Emphysematous cystitis is a relatively rare form of complicated UTI.

It is characterized by the presence of gas within the bladder wall and lumen. The risk factors include an older age, female gender, which was not the case here, making it an even rarer case report, and uncontrolled diabetes mellitus.

This type of pre-disposing factors are non-specific for EC, or, in other words, no significant clinical features strongly suggestive of/or are specific of EC,  have been reported to date, making it an even more difficult condition to diagnose. Therefore, urologists should be vigilant of even subtle symptoms indicating this condition (e.g., abdominal pain, fever and hematuria), as EC is a potentially life-threatening disease.

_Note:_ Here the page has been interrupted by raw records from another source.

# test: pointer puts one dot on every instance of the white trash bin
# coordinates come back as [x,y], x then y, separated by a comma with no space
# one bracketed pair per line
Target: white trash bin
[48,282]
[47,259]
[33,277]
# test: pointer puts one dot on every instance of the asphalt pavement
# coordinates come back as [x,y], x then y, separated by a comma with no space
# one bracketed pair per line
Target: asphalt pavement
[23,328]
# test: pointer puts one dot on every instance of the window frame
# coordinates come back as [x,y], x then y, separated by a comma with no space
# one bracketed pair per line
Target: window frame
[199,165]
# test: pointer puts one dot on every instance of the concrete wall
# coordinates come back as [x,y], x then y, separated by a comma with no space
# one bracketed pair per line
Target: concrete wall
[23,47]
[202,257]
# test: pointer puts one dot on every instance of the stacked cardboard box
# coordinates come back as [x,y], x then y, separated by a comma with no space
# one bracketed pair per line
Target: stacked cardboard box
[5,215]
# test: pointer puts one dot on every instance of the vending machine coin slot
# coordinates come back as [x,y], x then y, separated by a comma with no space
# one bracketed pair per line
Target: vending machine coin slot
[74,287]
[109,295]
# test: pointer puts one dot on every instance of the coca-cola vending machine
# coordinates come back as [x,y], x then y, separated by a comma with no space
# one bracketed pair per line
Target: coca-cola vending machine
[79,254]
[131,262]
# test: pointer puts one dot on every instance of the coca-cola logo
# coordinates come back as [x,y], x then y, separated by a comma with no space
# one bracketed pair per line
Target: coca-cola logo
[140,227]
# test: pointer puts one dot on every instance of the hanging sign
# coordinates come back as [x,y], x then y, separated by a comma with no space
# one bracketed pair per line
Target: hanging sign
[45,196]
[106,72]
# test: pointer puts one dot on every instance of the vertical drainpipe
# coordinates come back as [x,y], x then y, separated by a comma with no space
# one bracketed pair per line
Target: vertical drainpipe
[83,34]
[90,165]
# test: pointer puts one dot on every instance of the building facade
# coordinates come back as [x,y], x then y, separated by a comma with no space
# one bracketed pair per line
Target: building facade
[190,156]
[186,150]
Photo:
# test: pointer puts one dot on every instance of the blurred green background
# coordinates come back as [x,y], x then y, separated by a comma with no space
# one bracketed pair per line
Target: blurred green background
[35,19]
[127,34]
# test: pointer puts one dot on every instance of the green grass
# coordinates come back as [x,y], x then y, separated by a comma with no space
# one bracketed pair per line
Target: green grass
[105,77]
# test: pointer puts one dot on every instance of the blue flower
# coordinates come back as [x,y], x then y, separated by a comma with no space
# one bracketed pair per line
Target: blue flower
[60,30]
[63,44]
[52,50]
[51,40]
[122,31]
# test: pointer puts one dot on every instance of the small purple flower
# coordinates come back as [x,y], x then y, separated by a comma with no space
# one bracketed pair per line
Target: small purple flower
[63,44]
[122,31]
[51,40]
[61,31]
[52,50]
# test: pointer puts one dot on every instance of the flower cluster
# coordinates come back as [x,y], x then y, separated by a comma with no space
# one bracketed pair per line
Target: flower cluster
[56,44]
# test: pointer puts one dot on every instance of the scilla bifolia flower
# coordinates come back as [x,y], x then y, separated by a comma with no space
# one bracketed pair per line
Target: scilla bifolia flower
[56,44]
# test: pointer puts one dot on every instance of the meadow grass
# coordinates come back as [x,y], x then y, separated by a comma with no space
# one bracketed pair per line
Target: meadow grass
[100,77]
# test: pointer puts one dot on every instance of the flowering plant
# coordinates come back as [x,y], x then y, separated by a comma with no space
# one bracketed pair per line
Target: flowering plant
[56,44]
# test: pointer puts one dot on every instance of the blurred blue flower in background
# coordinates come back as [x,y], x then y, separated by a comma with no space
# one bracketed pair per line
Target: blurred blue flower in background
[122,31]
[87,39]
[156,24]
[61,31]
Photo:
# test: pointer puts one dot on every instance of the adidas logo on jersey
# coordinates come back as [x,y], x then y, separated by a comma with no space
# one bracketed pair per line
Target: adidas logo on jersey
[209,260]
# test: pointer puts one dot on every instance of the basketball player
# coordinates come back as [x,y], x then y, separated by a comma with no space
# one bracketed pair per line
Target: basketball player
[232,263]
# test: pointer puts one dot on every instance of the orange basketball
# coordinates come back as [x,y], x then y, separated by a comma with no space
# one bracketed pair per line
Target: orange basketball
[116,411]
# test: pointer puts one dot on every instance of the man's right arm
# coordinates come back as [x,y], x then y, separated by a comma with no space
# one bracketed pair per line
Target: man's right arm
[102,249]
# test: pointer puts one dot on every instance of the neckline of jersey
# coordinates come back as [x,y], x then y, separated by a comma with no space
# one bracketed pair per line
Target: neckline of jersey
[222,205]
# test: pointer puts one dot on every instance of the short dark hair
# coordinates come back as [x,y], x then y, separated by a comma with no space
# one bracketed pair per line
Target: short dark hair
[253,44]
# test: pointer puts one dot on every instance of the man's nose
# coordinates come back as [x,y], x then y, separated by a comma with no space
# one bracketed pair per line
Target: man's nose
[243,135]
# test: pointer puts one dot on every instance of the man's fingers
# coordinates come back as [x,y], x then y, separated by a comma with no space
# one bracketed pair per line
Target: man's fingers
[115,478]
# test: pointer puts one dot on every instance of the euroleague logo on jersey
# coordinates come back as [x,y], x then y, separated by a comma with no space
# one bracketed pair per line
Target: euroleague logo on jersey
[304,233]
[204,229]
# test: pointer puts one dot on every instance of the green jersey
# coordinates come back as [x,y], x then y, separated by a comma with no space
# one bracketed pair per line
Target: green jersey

However, by being vigilant, and thus providing early medical intervention, which include prompt admission to the hospital, hemodynamic stabilization,  antibiotic therapy, glycemic control, bladder drainage, one can expect to achieve positive response and favourable prognosis. It is also advisable to rule out any associated/extended spectrum of emphysematous pyelonephritis (EP), as the management of EC is primarily medical, where as for EP it is surgical.

To conclude, delay in the management of EC can lead to worsening of the condition, surgical intervention, ICU stay and although very rare, but instances of death.

REFERENCES
  1. Salim Lachkar, Chadi Bourimi, Ibrahimi A, Imad Boualaoui, Hachem El Sayegh, Yassine Nouini. Emphysematous cystitis: A rare and life-threatening condition in patients with uncontrolled diabetes mellitus. Urology case reports. 2023 Sep 1;50:102544–4.
  2. Ahmed N, Sabir S, Khan N. Emphysematous cystitis due to Klebsiella pneumoniae. Annals of Saudi Medicine. 2008 Jan;28(1):50–2.
  3. Kamei J, Yamamoto S. Complicated urinary tract infections with diabetes mellitus. Journal of Infection and Chemotherapy. 2021 May;27(8).
  4. Turney JH. Renal conservation for gas-forming infections. Lancet (London, England) [Internet]. 2000 Apr;355(9206):770–1. Available from: https://pubmed.ncbi.nlm.nih.gov/10711921/
  5. Mulsow FW, Gillies CL. Primary Pneumaturia. With Report of a Case. The Journal of Urology. 1934 Aug 1;32(2):161–70.
  6. Swede SA, Ojo AO, Tobe Momah. Emphysematous Cystitis in an Uncontrolled Diabetic: A Case Report. Cureus [Internet]. 2021 Dec 10 [cited 2025 Mar 2]; Available from: https://pmc.ncbi.nlm.nih.gov/articles/PMC8747979/
  7. Amano M, Shimizu T. Emphysematous cystitis: a review of the literature. Internal Medicine (Tokyo, Japan) [Internet]. 2014 [cited 2021 Apr 25];53(2):79–82. Available from: https://pubmed.ncbi.nlm.nih.gov/24429444/
  8. Thomas AA, Lane BR, Thomas AZ, Remer EM, Campbell SC, Shoskes DA. Emphysematous cystitis: a review of 135 cases. BJU International. 2007 Jul;100(1):17–20.